Ordinary Elders
When we think of the work of the elders of the church what are the primary duties that we consider? In the Book of Acts, chapter 6, the elders of the church are to devote themselves to the ministry of the Word and to prayer. These are the two basic callings of those who minister in the eldership of the church.
A few weeks ago I was privileged to participate in the memorial service of a Christian woman from another congregation. There were a number of ministers who participated, all reformed in conviction. The son of the woman, who had gone to her eternal rest, gave me a gift for participating in the service. It was clear that he knew me very well. As he was going through his mother’s belongings he found Session Minutes from a church where one of his relatives had served as a ruling elder in the early 1900s. The Session Minutes were from Roseburg, Oregon Presbyterian Church and they were dated January 7, 1917. Accompanying the Minutes was an old photo of the church building.

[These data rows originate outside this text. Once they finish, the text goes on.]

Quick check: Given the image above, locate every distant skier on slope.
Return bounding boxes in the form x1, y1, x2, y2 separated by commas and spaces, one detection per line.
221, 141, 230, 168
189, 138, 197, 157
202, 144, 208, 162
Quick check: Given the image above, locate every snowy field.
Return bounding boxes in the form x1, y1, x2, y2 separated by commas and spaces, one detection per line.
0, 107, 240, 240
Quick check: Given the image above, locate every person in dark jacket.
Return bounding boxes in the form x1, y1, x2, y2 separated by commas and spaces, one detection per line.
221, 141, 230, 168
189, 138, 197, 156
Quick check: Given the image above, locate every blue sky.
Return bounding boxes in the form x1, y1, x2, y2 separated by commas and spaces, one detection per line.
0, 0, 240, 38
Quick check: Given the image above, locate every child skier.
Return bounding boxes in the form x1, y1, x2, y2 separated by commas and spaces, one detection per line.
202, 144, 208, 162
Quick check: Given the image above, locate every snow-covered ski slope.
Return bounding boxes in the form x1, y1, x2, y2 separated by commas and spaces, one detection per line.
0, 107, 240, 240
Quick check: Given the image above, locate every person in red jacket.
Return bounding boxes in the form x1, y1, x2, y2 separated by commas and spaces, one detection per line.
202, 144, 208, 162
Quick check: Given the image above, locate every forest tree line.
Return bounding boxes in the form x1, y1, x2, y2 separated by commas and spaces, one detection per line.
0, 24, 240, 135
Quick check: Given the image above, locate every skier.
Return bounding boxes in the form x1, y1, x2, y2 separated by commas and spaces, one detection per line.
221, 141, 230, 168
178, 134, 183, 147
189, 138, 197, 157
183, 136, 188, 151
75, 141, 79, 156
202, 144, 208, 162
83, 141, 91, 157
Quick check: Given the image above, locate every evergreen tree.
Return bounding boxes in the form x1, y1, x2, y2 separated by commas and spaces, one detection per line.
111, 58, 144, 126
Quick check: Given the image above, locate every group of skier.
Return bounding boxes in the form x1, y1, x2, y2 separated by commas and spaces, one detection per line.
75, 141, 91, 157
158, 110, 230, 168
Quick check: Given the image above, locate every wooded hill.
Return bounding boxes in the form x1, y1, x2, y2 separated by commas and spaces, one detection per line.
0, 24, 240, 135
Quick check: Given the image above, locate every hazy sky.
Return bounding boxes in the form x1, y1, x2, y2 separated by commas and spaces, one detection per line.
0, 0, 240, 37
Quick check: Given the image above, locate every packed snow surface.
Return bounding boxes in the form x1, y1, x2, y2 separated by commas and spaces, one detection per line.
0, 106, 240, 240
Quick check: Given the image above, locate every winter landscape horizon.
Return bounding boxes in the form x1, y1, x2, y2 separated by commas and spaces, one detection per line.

As I read the Minutes when I got home, I was pleased with the gift. The Session Minutes were not filled with the extraordinary and the exciting. They were not great plans for a program that would change the city in which they served. They were not filled with anything that would be of much historical value, at least not in man’s eyes. The session Minutes were mostly filled with notation concerning elders who prayed. They prayed for their State Legislature and they prayed for an ill elder who had just turned 79 years-old. Following the Session meeting these men went to visit their ailing brother elder. Nothing exciting. Nothing extraordinary. Prayer.
The session Minutes exemplified the ordinary means of grace to which the elders of the church are called. Prayer and the ministry of the Word are the timeless means that Jesus Christ uses to build his church. Extraordinary things are accomplished through the ordinary means of grace.
Church ministry is busy. There is paperwork that needs to be filed. There are letters that need to be written. There are phone calls and emails and texts. In the midst of all the busyness of ministry, be mindful of those ordinary things to which the elders have been called. They are called to minister the Word. That is done through preaching especially; as well as discipleship, family visitation, and counseling. And they are called to prayer; both public, with brother elders, and in private.
In the midst of our ever moving lives, brothers, do not neglect the ordinary things. Do not neglect prayer.
William Wiberforce once said,
“This perpetual hurry of business and company ruins me in soul if not in body... I suspect I have been allotting habitually too little time to religious exercises, as private devotion and religious meditation, Scripture-reading, etc. Hence I am lean and cold and hard… I have been keeping too late hours, and hence have had but a hurried half-hour in the morning to myself. Surely the experience of all good men confirms the proposition that without a due measure of private devotions the soul will grow lean. But all may be done through prayer—almighty prayer, I am ready to say—and why not? For that it is almighty is only through the gracious ordination of the God of loving truth. On then, pray, pray, pray!”
How true for the individual Christian. How much more true for the ordinary ministry of Christ’s church.
On then, brothers! Pray! Pray! Pray!